Ein flaches Metalldach kann in Wien im Sommer eine Temperatur von 80 Grad erreichen – ein begrüntes Dach wird nicht wärmer als die umgebende Luft. Die Pflanzen wirken als Dämmschicht, durch die Verdunstung von Wasser entsteht außerdem ein zusätzlicher Kühlungseffekt.

Das funktioniert nicht nur auf dem Dach, sondern auch an der Fassade, etwa indem man sie mit Pflanzentrögen behängt oder ein bepflanzbares, vorgehängtes Fassadensystem errichtet. Vor den Pflanzen kann man transparente Photovoltaik anbringen, die 80% des Lichts für die Pflanzen durchlassen.

Bautechnologisch kaum erforscht

Dieses Konzept wurde bautechnologisch bisher kaum erforscht: „Der Energiebedarf von Gebäuden lässt sich heute am Computer sehr genau berechnen, besonders für Null- und Plus-Energie-Häuser ist das wichtig. Für die Planung von begrünten Fassaden fehlten bisher aber einfach verlässliche Daten und Simulationsmodelle“, erklärt Azra Korjenic. Das möchte sie nun ändern: Durch die Sammlung von Messdaten soll es möglich werden, für ein bestimmtes Haus die energetisch optimale Lösung zu berechnen. Auch die strittige Frage des Kosten-Nutzen-Verhältnisses möchte sie beantworten.

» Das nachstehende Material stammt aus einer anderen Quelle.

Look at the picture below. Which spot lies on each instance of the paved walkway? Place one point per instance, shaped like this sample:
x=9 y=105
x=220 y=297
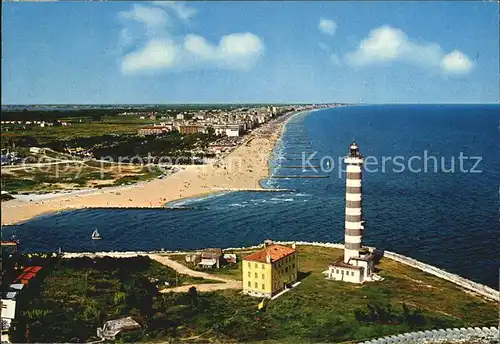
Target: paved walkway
x=182 y=269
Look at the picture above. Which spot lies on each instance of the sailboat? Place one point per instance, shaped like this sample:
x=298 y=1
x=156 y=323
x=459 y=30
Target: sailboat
x=96 y=235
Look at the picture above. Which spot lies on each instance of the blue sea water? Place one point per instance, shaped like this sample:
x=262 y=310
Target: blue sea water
x=448 y=219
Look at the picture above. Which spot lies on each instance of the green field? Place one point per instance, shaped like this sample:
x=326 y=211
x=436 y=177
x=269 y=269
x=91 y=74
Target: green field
x=66 y=176
x=315 y=311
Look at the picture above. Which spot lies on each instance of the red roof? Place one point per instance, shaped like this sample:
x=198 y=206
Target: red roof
x=276 y=252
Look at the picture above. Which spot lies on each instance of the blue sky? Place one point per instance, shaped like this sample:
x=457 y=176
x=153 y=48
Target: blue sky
x=224 y=52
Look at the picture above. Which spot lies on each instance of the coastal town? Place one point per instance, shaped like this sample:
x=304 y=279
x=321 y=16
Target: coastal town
x=262 y=280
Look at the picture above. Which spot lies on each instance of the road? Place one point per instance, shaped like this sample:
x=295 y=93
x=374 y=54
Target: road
x=182 y=269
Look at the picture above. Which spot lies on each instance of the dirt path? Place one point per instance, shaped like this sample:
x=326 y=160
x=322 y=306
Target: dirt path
x=182 y=269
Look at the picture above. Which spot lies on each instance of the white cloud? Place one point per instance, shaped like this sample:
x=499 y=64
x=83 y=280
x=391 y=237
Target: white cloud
x=150 y=16
x=335 y=59
x=327 y=26
x=385 y=44
x=236 y=51
x=456 y=62
x=324 y=47
x=180 y=8
x=156 y=54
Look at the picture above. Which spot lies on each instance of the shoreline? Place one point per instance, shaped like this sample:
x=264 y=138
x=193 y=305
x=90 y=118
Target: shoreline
x=242 y=169
x=469 y=285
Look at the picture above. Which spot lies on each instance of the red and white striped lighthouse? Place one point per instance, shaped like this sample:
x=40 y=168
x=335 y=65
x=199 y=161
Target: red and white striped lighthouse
x=353 y=216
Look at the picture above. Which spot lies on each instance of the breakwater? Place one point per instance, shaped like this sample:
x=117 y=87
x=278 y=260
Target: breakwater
x=450 y=335
x=472 y=286
x=299 y=177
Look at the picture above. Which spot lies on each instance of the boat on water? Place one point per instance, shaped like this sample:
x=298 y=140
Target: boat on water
x=96 y=235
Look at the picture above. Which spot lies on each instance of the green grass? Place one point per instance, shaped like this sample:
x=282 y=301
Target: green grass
x=77 y=130
x=233 y=272
x=78 y=295
x=316 y=311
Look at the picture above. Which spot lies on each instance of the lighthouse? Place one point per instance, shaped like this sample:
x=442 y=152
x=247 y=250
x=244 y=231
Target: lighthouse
x=353 y=215
x=358 y=262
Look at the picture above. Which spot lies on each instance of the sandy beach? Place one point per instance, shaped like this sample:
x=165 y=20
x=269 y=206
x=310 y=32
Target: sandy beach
x=242 y=169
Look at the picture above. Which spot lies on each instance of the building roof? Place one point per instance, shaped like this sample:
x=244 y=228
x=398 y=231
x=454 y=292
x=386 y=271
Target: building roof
x=340 y=264
x=276 y=252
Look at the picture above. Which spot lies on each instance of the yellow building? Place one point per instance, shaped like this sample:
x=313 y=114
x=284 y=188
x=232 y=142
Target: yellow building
x=270 y=270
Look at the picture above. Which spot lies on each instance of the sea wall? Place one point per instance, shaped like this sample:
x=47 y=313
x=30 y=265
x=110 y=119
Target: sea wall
x=481 y=289
x=453 y=335
x=478 y=288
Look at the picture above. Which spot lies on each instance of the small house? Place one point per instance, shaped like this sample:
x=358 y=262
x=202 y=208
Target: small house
x=112 y=328
x=193 y=258
x=210 y=258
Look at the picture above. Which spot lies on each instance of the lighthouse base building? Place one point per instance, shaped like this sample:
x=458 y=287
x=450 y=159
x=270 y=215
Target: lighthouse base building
x=356 y=266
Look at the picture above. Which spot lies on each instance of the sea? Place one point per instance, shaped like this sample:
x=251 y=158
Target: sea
x=430 y=191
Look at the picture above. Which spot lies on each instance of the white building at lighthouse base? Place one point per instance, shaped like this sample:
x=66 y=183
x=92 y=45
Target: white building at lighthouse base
x=356 y=270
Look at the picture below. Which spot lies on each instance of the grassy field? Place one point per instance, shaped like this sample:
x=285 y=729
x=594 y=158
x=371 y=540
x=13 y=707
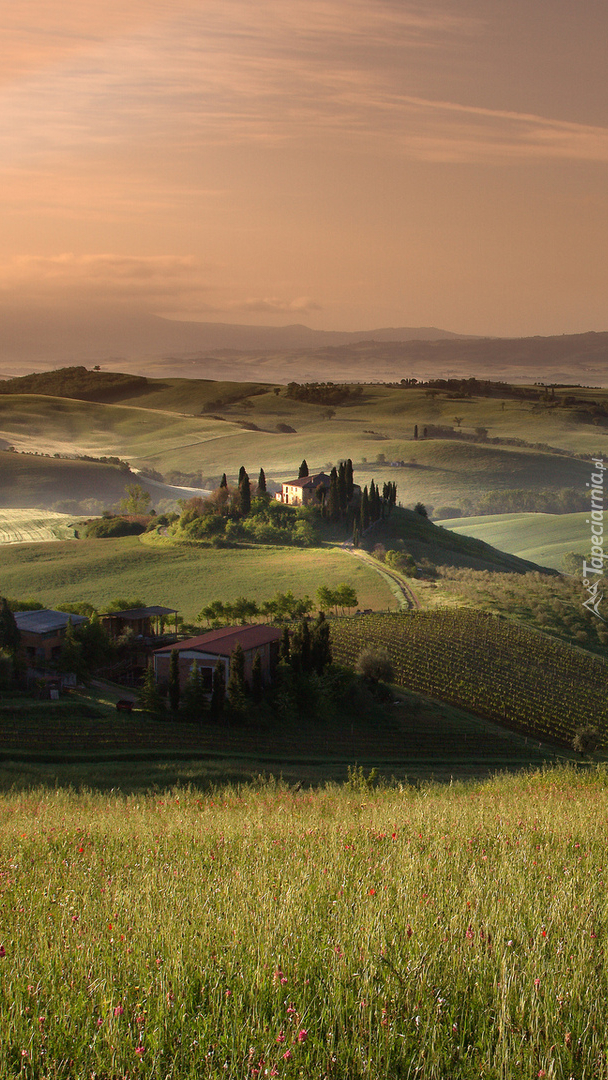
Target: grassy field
x=179 y=576
x=440 y=932
x=82 y=742
x=24 y=526
x=540 y=538
x=35 y=483
x=438 y=472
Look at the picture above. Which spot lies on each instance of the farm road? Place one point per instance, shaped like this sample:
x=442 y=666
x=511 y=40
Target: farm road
x=405 y=594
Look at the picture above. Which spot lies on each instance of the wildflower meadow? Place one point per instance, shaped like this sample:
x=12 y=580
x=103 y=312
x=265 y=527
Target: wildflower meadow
x=350 y=931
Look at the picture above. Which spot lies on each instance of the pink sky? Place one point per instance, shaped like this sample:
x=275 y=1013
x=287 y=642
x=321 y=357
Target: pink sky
x=340 y=163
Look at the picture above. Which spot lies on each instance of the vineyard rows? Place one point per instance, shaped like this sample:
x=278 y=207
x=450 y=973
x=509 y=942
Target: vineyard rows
x=488 y=665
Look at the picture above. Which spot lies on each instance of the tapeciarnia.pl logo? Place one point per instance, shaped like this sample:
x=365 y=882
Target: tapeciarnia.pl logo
x=593 y=571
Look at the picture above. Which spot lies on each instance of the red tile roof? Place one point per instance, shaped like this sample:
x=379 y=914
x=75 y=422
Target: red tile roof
x=220 y=643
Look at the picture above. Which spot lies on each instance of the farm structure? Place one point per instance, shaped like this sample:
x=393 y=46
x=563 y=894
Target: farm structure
x=42 y=634
x=146 y=622
x=218 y=645
x=302 y=491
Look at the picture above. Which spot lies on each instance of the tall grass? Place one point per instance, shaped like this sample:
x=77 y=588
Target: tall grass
x=348 y=932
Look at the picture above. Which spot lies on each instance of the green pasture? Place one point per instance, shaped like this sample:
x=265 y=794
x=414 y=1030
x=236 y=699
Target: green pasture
x=178 y=434
x=178 y=576
x=349 y=932
x=27 y=526
x=540 y=538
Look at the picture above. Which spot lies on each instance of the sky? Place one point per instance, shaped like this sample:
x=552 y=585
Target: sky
x=348 y=164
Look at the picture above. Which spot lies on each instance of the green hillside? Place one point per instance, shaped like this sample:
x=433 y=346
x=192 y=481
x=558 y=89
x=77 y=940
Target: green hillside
x=27 y=481
x=428 y=540
x=540 y=538
x=35 y=526
x=178 y=576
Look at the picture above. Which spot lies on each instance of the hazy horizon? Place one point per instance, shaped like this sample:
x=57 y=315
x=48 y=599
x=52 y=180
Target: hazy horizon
x=335 y=163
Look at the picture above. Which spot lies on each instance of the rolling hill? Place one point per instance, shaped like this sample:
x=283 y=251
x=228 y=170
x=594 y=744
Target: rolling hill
x=541 y=538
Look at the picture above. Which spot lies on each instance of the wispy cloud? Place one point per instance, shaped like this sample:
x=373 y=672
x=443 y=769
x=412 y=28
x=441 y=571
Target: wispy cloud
x=274 y=71
x=177 y=285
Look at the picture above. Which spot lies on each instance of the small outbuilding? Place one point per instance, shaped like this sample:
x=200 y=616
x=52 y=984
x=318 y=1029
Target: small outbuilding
x=144 y=622
x=219 y=644
x=42 y=634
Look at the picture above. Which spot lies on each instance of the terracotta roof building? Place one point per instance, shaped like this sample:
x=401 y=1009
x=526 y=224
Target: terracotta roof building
x=302 y=490
x=219 y=644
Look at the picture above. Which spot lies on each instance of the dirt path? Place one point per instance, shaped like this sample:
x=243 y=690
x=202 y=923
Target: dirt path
x=407 y=597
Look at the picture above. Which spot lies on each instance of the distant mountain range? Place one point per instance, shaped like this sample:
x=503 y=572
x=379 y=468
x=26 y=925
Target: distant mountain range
x=150 y=345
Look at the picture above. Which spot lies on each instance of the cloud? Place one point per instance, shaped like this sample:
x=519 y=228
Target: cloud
x=169 y=284
x=273 y=72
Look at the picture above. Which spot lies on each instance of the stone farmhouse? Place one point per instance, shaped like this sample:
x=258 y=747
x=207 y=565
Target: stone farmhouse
x=302 y=491
x=41 y=637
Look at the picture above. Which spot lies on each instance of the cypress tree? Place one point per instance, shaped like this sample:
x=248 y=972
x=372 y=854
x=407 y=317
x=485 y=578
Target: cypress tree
x=342 y=486
x=333 y=498
x=320 y=649
x=194 y=700
x=306 y=647
x=256 y=679
x=235 y=688
x=10 y=635
x=174 y=688
x=149 y=698
x=245 y=494
x=284 y=649
x=350 y=482
x=70 y=656
x=364 y=510
x=218 y=694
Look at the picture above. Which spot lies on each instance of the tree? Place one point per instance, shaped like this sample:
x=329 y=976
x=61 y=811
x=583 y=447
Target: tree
x=245 y=495
x=218 y=694
x=342 y=487
x=324 y=597
x=194 y=698
x=237 y=689
x=375 y=665
x=320 y=647
x=364 y=510
x=345 y=595
x=149 y=698
x=284 y=648
x=174 y=688
x=10 y=635
x=136 y=500
x=333 y=505
x=350 y=481
x=256 y=679
x=70 y=656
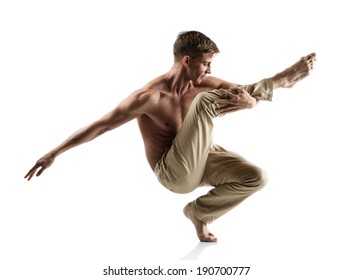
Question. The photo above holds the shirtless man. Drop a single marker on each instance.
(174, 114)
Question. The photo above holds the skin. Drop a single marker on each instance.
(161, 106)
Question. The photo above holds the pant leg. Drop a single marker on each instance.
(234, 179)
(182, 167)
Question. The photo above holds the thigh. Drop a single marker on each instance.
(225, 167)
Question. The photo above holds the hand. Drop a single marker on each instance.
(295, 73)
(235, 99)
(43, 163)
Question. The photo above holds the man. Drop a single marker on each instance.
(174, 114)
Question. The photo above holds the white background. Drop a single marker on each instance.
(66, 63)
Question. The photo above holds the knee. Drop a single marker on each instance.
(257, 179)
(205, 101)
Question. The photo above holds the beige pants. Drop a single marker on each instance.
(193, 160)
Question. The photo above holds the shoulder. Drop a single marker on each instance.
(216, 83)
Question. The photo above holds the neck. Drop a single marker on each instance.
(177, 80)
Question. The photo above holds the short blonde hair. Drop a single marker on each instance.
(194, 44)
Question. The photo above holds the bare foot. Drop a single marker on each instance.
(201, 228)
(295, 73)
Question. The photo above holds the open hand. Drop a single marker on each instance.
(43, 163)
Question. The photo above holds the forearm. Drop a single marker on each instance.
(262, 90)
(82, 136)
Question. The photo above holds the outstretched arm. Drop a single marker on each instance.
(127, 110)
(247, 96)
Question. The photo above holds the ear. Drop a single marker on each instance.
(185, 60)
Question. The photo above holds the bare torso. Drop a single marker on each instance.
(160, 126)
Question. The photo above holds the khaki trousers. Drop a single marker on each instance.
(193, 160)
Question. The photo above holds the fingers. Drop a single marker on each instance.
(33, 171)
(310, 59)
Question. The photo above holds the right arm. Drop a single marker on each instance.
(133, 106)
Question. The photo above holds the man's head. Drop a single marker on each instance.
(193, 44)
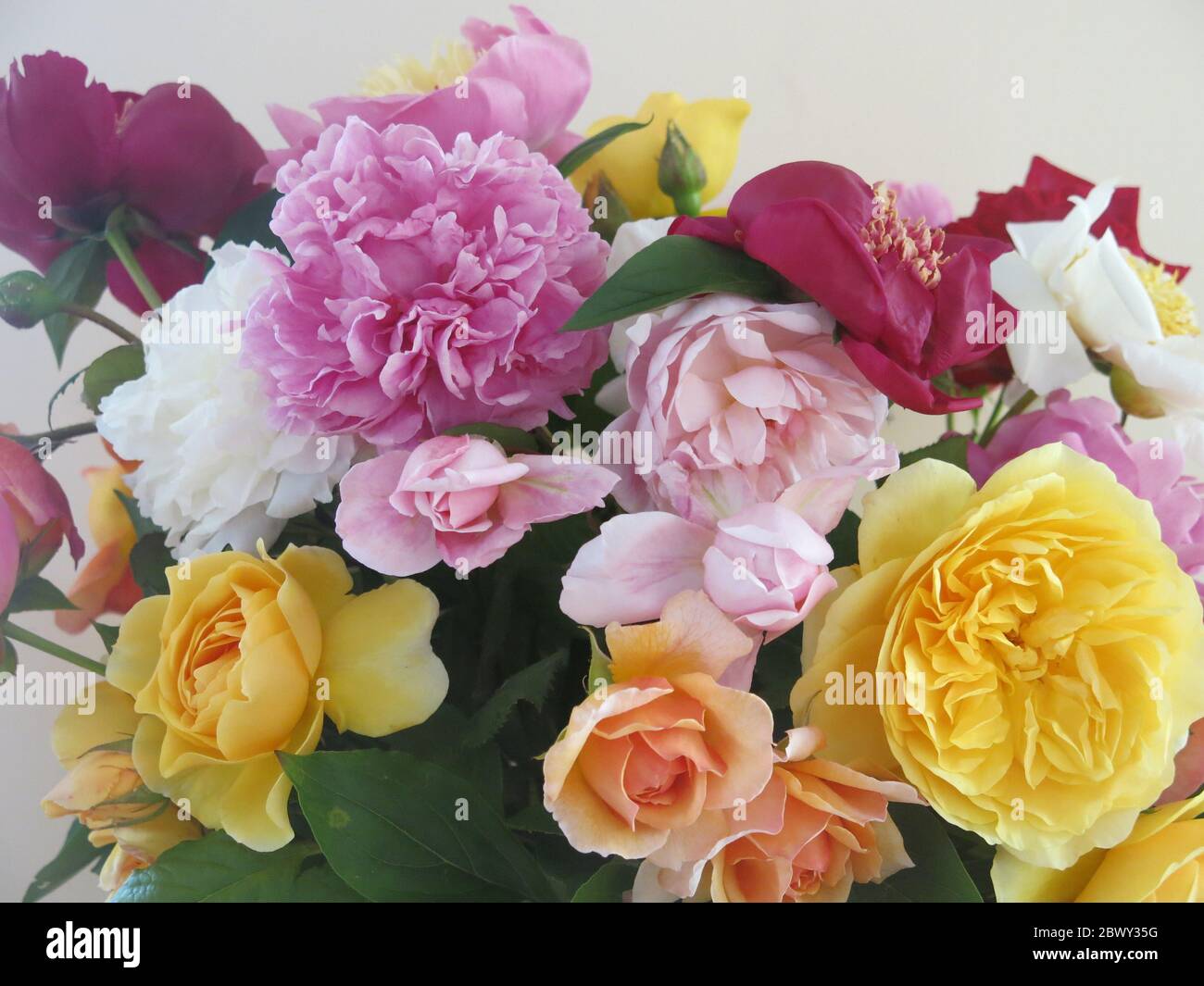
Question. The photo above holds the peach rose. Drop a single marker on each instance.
(665, 742)
(815, 830)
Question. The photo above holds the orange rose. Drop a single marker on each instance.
(107, 584)
(665, 742)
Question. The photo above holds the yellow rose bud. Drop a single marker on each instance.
(1035, 654)
(711, 129)
(245, 656)
(1160, 862)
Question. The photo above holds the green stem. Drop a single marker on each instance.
(1026, 399)
(92, 315)
(120, 244)
(15, 632)
(58, 435)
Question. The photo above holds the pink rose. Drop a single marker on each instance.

Außerdem gibt es wichtige bautechnische Fragen, die noch geklärt werden müssen, damit der Fassadenbewuchs eine optimierte leistungsfähige, kostengünstige und dauerhafte Lösung für „Stadt der Zukunft“ wird: Wie kann man die Tröge verankern, ohne zusätzliche Wärmebrücken zu schaffen? In welche Fällen reichen einfache Kletterpflanzen aus, wo benötigt man ein ausgeklügeltes Schichtsystem, um den richtigen Effekt zu erzielen?

„Die Auswahl der Pflanzen spielt natürlich eine wichtige Rolle“, erklärt Azra Korjenic. Daher arbeitet sie eng mit der Wiener Universität für Bodenkultur zusammen. Unterschiedlicher Pflanzenbewuchs wird in unterschiedlichen Umgebungen getestet.

Die bisherigen Messergebnisse stimmen zuversichtlich: Dass Fassadenbegrünung funktioniert und für ein angenehmeres Mikroklima sorgt, gilt bereits als erwiesen. Die Pflanzen regulieren nicht nur Temperatur und Luftfeuchtigkeit, sie haben auch einen positiven Einfluss auf die Stadt, indem sie Feinstaub binden, Lärm mindern, Hitzeinseln entgegenwirken und durch die Speicherung von Regenwasser Überflutungen verhindern können. Nichtzuletzt sind Pflanzen einfach schön: „Es lebt sich angenehmer, umgeben von Grün“, ist Korjenic überzeugt. Bei Neubauten lässt sich die Fassadenbegrünung ganz einfach von Anfang an einplanen, doch auch bei der Altbausanierung sieht Azra Korjenic großes Potenzial für grüne Fassaden und Dächer.

Wissenschaftliche Preise

Azra Korjenic forscht nicht nur an Fassadenbegrünung, sondern an vielen anderen Themen rund ums energieoptimierte und ökologisch nachhaltige Bauen. Dafür wurde sie nun gleich mit zwei Preisen

ausgezeichnet: Am 15. Mai erhielt sie für ihre Habilitationsschrift den VCE-Innovationspreis für Exzellenzforschung im Ingenieurbau (dotiert mit 5000 Euro), im März erhielt sie den ÖGUT-Umweltpreis (ebenfalls mit 5000 Euro dotiert).